Hmm that's odd - anyone else finding that the Google log-in is allowing you to circumvent the password reset?

Sorry Inspiration, your photo didn't upload

sorry x-post Inspiration - can you email in to [email protected]?

I had a message to change internet provider too. I'm going to cancel my credit card I think.

I've had this password since 2003. Sniff

Beyond credit cards what else could be exposed do you think?

Mnhq. If you're emailing me wrt anything my hotmail is out. So try twitter.
0

A message from who, Windymill?

I've not used the google log in, and I'm no expert but wouldn't it use your google password to log you in not a specific MN one? I don't know if it's under MN's control.

Ah we've just had a sudden rush of emails saying the password reset mail either isn't arriving or is blank when it does arrive - we're getting Tech to take a look now.

Inspiration, are you posting using the app?

From my internet provider so wondering if this is viral. Obviously not going to say who my internet provider is on here.
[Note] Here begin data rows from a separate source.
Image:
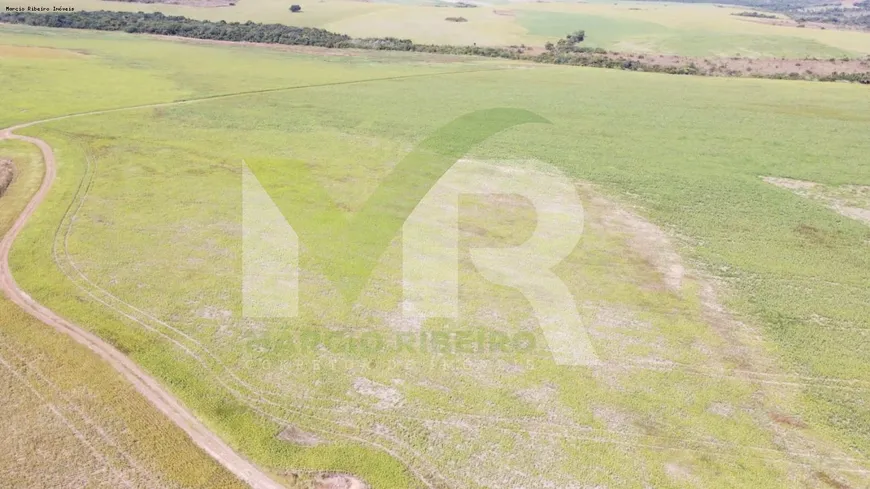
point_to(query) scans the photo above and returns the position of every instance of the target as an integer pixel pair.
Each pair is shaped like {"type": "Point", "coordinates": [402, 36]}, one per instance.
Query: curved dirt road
{"type": "Point", "coordinates": [144, 383]}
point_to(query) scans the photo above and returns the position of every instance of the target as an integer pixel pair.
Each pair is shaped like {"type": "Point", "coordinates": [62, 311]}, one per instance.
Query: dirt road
{"type": "Point", "coordinates": [144, 383]}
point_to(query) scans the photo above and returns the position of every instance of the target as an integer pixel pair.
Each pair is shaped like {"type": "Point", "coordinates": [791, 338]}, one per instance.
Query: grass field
{"type": "Point", "coordinates": [60, 403]}
{"type": "Point", "coordinates": [146, 223]}
{"type": "Point", "coordinates": [684, 29]}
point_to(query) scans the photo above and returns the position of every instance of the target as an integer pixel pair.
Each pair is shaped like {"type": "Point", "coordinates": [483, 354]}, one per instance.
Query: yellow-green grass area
{"type": "Point", "coordinates": [51, 77]}
{"type": "Point", "coordinates": [146, 221]}
{"type": "Point", "coordinates": [683, 29]}
{"type": "Point", "coordinates": [59, 402]}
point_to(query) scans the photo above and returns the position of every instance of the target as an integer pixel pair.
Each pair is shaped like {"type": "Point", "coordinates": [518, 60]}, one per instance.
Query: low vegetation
{"type": "Point", "coordinates": [565, 52]}
{"type": "Point", "coordinates": [730, 315]}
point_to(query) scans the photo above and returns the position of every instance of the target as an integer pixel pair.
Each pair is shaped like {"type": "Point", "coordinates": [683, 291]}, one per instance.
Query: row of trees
{"type": "Point", "coordinates": [757, 15]}
{"type": "Point", "coordinates": [566, 51]}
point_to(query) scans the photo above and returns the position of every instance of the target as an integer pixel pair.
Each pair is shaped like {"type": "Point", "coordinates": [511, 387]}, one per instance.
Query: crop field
{"type": "Point", "coordinates": [683, 29]}
{"type": "Point", "coordinates": [729, 315]}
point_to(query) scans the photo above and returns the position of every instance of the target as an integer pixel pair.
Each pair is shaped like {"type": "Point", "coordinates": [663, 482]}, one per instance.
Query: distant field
{"type": "Point", "coordinates": [729, 314]}
{"type": "Point", "coordinates": [685, 29]}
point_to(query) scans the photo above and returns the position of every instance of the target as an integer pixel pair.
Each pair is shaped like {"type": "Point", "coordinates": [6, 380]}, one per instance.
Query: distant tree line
{"type": "Point", "coordinates": [565, 52]}
{"type": "Point", "coordinates": [757, 15]}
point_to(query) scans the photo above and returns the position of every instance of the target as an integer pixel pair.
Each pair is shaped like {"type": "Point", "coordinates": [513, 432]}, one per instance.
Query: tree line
{"type": "Point", "coordinates": [565, 52]}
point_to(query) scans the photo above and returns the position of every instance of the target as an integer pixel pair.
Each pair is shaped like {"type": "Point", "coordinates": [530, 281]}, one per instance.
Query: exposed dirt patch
{"type": "Point", "coordinates": [852, 201]}
{"type": "Point", "coordinates": [647, 240]}
{"type": "Point", "coordinates": [787, 420]}
{"type": "Point", "coordinates": [338, 481]}
{"type": "Point", "coordinates": [827, 479]}
{"type": "Point", "coordinates": [7, 51]}
{"type": "Point", "coordinates": [678, 473]}
{"type": "Point", "coordinates": [7, 173]}
{"type": "Point", "coordinates": [387, 396]}
{"type": "Point", "coordinates": [292, 434]}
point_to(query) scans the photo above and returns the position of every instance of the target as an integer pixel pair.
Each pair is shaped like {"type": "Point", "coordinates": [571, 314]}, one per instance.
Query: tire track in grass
{"type": "Point", "coordinates": [79, 413]}
{"type": "Point", "coordinates": [95, 454]}
{"type": "Point", "coordinates": [141, 381]}
{"type": "Point", "coordinates": [606, 436]}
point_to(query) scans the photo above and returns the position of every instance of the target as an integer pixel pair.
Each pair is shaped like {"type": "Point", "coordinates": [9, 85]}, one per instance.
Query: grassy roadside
{"type": "Point", "coordinates": [52, 371]}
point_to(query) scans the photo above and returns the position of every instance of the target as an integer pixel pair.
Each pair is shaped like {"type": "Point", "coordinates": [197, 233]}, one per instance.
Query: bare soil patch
{"type": "Point", "coordinates": [292, 434]}
{"type": "Point", "coordinates": [852, 201]}
{"type": "Point", "coordinates": [787, 420]}
{"type": "Point", "coordinates": [7, 51]}
{"type": "Point", "coordinates": [827, 479]}
{"type": "Point", "coordinates": [338, 481]}
{"type": "Point", "coordinates": [7, 173]}
{"type": "Point", "coordinates": [648, 241]}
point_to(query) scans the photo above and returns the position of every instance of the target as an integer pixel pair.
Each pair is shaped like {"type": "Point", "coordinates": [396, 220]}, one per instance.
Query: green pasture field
{"type": "Point", "coordinates": [145, 224]}
{"type": "Point", "coordinates": [61, 403]}
{"type": "Point", "coordinates": [672, 28]}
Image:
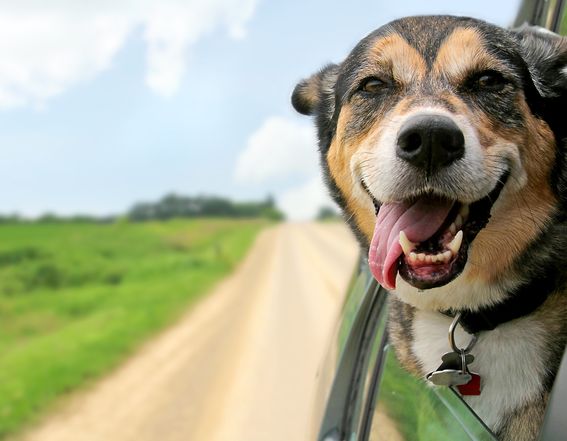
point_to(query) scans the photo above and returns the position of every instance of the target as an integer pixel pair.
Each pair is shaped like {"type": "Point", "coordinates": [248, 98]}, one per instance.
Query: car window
{"type": "Point", "coordinates": [405, 408]}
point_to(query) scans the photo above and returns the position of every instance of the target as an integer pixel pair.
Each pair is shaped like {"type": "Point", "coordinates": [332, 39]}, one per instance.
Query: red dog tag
{"type": "Point", "coordinates": [472, 387]}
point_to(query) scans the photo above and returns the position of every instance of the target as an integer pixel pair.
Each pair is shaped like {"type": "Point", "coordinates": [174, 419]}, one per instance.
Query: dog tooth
{"type": "Point", "coordinates": [453, 229]}
{"type": "Point", "coordinates": [407, 245]}
{"type": "Point", "coordinates": [455, 244]}
{"type": "Point", "coordinates": [458, 221]}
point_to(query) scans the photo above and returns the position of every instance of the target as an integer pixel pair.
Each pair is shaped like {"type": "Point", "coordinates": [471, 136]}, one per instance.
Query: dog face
{"type": "Point", "coordinates": [438, 136]}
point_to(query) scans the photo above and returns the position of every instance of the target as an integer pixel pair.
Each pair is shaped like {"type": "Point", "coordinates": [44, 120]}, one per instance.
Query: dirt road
{"type": "Point", "coordinates": [240, 366]}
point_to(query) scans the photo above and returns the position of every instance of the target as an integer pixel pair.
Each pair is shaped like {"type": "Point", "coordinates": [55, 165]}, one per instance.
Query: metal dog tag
{"type": "Point", "coordinates": [449, 377]}
{"type": "Point", "coordinates": [452, 371]}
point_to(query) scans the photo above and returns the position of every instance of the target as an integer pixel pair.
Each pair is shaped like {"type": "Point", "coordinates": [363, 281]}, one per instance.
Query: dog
{"type": "Point", "coordinates": [443, 140]}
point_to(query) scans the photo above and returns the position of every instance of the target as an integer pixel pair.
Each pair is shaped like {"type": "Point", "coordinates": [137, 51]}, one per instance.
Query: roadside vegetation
{"type": "Point", "coordinates": [77, 297]}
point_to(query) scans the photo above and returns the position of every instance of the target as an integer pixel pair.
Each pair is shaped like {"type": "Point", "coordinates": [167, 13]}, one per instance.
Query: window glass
{"type": "Point", "coordinates": [407, 409]}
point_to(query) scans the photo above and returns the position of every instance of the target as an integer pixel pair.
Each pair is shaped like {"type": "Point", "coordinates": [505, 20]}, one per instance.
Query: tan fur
{"type": "Point", "coordinates": [339, 159]}
{"type": "Point", "coordinates": [402, 60]}
{"type": "Point", "coordinates": [525, 211]}
{"type": "Point", "coordinates": [461, 53]}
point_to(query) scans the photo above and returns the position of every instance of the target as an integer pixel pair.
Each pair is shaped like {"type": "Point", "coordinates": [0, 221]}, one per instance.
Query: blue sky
{"type": "Point", "coordinates": [106, 103]}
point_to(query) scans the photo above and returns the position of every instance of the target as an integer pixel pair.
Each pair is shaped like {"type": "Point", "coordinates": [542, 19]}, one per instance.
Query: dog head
{"type": "Point", "coordinates": [440, 141]}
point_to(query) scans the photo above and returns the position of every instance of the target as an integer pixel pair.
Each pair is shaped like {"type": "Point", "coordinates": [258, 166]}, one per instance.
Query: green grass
{"type": "Point", "coordinates": [76, 299]}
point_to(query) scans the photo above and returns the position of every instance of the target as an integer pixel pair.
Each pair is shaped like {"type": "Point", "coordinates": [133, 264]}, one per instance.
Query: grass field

Interner provider password not provider - sorry typed fast.

So, is this why we were all being logged out then?

So does this mean our personal identities could be out there then?

strange.

I'm posting using the mobile site, I logged out and tried to log in again and the only way I can do it is to go via google. It hasn't asked me for any password at all. I've emailed.

@InspirationFailed

I'm posting using the mobile site, I logged out and tried to log in again and the only way I can do it is to go via google. It hasn't asked me for any password at all. I've emailed.

We've replied to you now Inspiration

Thank you :-)

MNHQ, please could you answer a question?

Our usernames and passwords have been published online, is that correct? But is that purely the current username, or all our old ones too?

Trying to change the password on my account, type in my old password which I kept having to use to log in with yesterday but its now saying it doesn't recognise it! How can I change it if I don't know what it is to start with?